Menurut Sandra, regulasi KTR tidak hanya berlaku bagi siswa, tetapi juga tenaga pengajar dan orang yang berada di lingkungan sekolah. Dengan demikian diharapkan prevalensi merokok remaja menurun.
Dalam sambutannya pada acara tersebut, Technical Officer Tobacco Free Initiatives Organisasi Kesehatan Dunia (WHO) Indonesia, Farukh Qureshi, menyampaikan, isu pengendalian tembakau tidak hanya terkait kesehatan, tetapi banyak aspek, dari sosial, ekonomi, politik, hingga hukum.
Oleh karena itu, diperlukan dukungan yang lebih banyak lagi dari berbagai pihak juga advokasi yang komprehensif untuk menekan prevalensi merokok di Indonesia. “Advokasi pengendalian tembakau pada aspek sosial politik butuh perjuangan,” ujar Farukh.
Menurut Kepala Dinas Kesehatan Bali Ketut Suarjaya, persoalan rokok memang sangat terkait dengan banyak aspek. Perokok yang sudah kecanduan akan cenderung membelanjakan uang lebih banyak untuk rokok daripada untuk hal lain. Bahkan, merokok juga seolah menjadi bagian dari budaya sebab dalam beberapa acara budaya kerap disajikan rokok.
Kepala Dinas Kabupaten Klungkung Ni Made Adi Swapatni menambahkan, pada kegiatan adat biasanya banyak orang merokok, seperti di saat Ngaben.
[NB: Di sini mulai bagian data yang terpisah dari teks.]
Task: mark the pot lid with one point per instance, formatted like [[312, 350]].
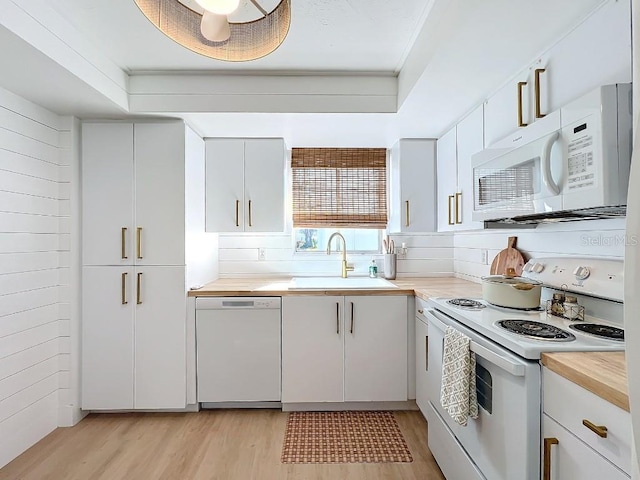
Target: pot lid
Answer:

Meski demikian, di salah satu wilayah adat di Kecamatan Nusa Penida, Klungkung, majelis agama setempat telah membuat kesepakatan bahwa tidak diperkenankan merokok pada acara adat atau pertemuan masyarakat. Mereka yang melanggar didenda empat kilogram beras. Kesepakatan ini ditegakkan oleh pecalang setempat.
Menurut Swapatni, contoh bagus di Desa Pakraman tersebut menurut rencana direplikasi ke desa lain di Klungkung. Saat ini, sosialisasi hal itu dilakukan oleh Bupati Klungkung ke daerah lain.